Es sind nur wenige Minuten, die das Leben einer Familie in Nassach verändern. Mitten in der Nacht schlagen die Rauchmelder im Haus der Familie Geuß/Holzheid Alarm. Nur der 20-jährige Lukas Murk, der älteste Sohn von Madeleine Geuß, ist noch wach. In seinem Zimmer gerät ein mobiles Klimagerät in Brand.

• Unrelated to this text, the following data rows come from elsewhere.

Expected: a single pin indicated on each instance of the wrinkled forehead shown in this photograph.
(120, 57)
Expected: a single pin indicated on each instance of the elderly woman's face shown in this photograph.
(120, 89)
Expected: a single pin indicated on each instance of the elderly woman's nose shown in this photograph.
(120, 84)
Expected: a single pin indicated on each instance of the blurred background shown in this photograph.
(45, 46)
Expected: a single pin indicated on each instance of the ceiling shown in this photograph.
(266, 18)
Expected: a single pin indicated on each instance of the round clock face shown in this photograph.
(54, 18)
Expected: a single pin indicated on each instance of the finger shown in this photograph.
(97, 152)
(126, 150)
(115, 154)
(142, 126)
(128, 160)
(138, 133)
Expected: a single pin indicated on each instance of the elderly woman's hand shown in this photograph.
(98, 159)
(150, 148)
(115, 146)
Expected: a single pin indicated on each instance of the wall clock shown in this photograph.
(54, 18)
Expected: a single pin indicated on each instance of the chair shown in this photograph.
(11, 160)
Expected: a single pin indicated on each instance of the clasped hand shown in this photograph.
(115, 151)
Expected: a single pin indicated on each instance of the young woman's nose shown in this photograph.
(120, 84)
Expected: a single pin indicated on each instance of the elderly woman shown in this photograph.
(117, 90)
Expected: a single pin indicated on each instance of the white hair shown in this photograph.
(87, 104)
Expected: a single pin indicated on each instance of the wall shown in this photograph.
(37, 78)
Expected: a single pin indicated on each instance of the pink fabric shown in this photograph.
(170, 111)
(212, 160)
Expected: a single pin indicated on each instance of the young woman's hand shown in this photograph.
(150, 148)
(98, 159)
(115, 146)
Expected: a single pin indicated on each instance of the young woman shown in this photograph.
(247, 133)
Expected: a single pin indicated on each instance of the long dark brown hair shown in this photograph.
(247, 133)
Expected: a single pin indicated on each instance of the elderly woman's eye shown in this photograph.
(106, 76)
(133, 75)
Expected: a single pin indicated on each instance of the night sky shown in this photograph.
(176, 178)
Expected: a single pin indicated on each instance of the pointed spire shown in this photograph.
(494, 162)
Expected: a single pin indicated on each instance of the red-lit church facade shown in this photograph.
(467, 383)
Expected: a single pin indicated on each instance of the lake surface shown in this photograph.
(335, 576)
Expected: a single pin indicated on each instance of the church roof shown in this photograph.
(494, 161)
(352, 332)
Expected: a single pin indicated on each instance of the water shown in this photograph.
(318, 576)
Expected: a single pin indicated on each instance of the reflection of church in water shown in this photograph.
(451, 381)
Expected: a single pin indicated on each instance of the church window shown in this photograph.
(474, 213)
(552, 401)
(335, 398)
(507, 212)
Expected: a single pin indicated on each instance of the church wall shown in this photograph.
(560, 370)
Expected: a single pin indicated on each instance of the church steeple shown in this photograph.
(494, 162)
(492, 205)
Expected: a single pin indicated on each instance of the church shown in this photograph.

Wenige Minuten später stehen Madeleine Geuß, ihr Lebensgefährte Thomas Holzheid, Lukas Murk, Emma (13), Ben (10), Josefine (6) sowie Hauseigentümer Ekkehard Holzheid vor dem Haus. Dank der Rauchmelder können sie sich rechtzeitig ins Freie retten. Ihr Zuhause ist seitdem unbewohnbar.
Zum Schlauch gegriffen
Noch bevor die Feuerwehr eintrifft, greift Thomas Holzheid zum Gartenschlauch und versucht, die Flammen durch das Fenster des brennenden Zimmers einzudämmen. Ein Nachbar eilt mit einem zweiten Gartenschlauch herbei und unterstützt ihn.
Wenig später übernehmen rund 70 Einsatzkräfte mehrerer Feuerwehren die Löscharbeiten. Für Thomas Holzheid und Lukas Murk endet die Nacht im Krankenhaus. Beide erleiden leichte Rauchgasvergiftungen. Die beiden Jack Russell Terrier der Familie, Max und Maja, sowie die beiden Katzen überstehen den Brand unverletzt.
Besonders schwer getroffen hat das Feuer Lukas Murks Zimmer, in dem es ausbrach, sowie das darunterliegende Wohnzimmer, das durch das Löschwasser erheblich beschädigt wurde. Der älteste Teil des Hauses stammt aus dem Jahr 1841. Nach erster Einschätzung eines Dachdeckers hat der Dachstuhl den Brand überstanden.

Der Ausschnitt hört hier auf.